NASA said its Cassini mission is set to begin on November 30 a daring set of “ring-grazing” orbits, during which it will fly closer to Saturns rings than it has since its 2004 arrival. On November 30, following a gravitational nudge from Saturn’s moon Titan, Cassini will enter the first phase of the mission’s dramatic endgame, NASA said.
“We’re calling this phase of the mission Cassini’s Ring-Grazing Orbits, because we’ll be skimming past the outer edge of the rings,” said Linda Spilker, Cassini project scientist at NASA’s Jet Propulsion Laboratory, Pasadena, California.
“In addition, we have two instruments that can sample particles and gases as we cross the ringplane, so in a sense Cassini is also ‘grazing’ on the rings,” Spilker said.
Launched in 1997, Cassini has been touring the Saturn system since arriving there in 2004 for an up-close study of the planet, its rings and moons. During its journey, Cassini has made numerous dramatic discoveries, including a global ocean within Enceladus and liquid methane seas on Titan.
Between November 30 and April 22, Cassini will circle high over and under the poles of Saturn, diving every seven days — a total of 20 times — through the unexplored region at the outer edge of the main rings. On many of these passes, Cassini’s instruments will attempt to directly sample ring particles and molecules of faint gases that are found close to the rings.
During the first two orbits, the spacecraft will pass directly through an extremely faint ring produced by tiny meteors striking the two small moons Janus and Epimetheus. Ring crossings in March and April will send the spacecraft through the dusty outer reaches of the F ring. The F ring marks the outer boundary of the main ring system. Saturn has several other, much fainter rings that lie farther from the planet.
During these orbits, Cassini will pass as close as about 90,000 kilometres above Saturn’s cloud tops. But even with all their exciting science, these orbits are merely a prelude to the planet-grazing passes that lie ahead.
In April 2017, the spacecraft will begin its “Grand Finale” phase.
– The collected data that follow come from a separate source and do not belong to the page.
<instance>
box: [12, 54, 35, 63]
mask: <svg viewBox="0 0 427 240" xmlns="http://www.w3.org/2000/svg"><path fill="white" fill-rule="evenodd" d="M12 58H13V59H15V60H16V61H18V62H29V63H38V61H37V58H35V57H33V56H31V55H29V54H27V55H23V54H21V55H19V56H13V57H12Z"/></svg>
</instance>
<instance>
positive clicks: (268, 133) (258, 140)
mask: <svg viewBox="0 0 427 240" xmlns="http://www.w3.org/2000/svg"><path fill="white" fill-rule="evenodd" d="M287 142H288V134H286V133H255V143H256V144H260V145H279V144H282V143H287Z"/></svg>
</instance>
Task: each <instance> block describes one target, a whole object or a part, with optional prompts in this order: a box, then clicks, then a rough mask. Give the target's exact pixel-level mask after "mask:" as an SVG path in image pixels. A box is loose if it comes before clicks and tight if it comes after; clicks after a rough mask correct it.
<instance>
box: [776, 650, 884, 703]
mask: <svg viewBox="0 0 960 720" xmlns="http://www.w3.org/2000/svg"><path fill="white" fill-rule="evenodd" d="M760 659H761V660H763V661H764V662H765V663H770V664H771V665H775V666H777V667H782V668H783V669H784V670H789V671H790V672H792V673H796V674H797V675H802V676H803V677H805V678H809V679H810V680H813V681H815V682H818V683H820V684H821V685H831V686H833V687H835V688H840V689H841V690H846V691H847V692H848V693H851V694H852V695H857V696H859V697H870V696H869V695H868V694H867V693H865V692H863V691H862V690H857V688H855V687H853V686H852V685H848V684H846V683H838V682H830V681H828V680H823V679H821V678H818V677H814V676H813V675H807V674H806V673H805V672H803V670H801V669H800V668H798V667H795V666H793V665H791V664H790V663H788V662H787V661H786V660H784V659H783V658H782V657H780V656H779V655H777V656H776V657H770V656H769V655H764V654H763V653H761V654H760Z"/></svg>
After nearly 20 years in space, the mission is drawing near its end because the spacecraft is running low on fuel, NASA said.
During its grand finale, Cassini will pass as close as 1,628 kilometres above the clouds as it dives repeatedly through the narrow gap between Saturn and its rings, before making its mission-ending plunge into the planet’s atmosphere on September 15, 2017.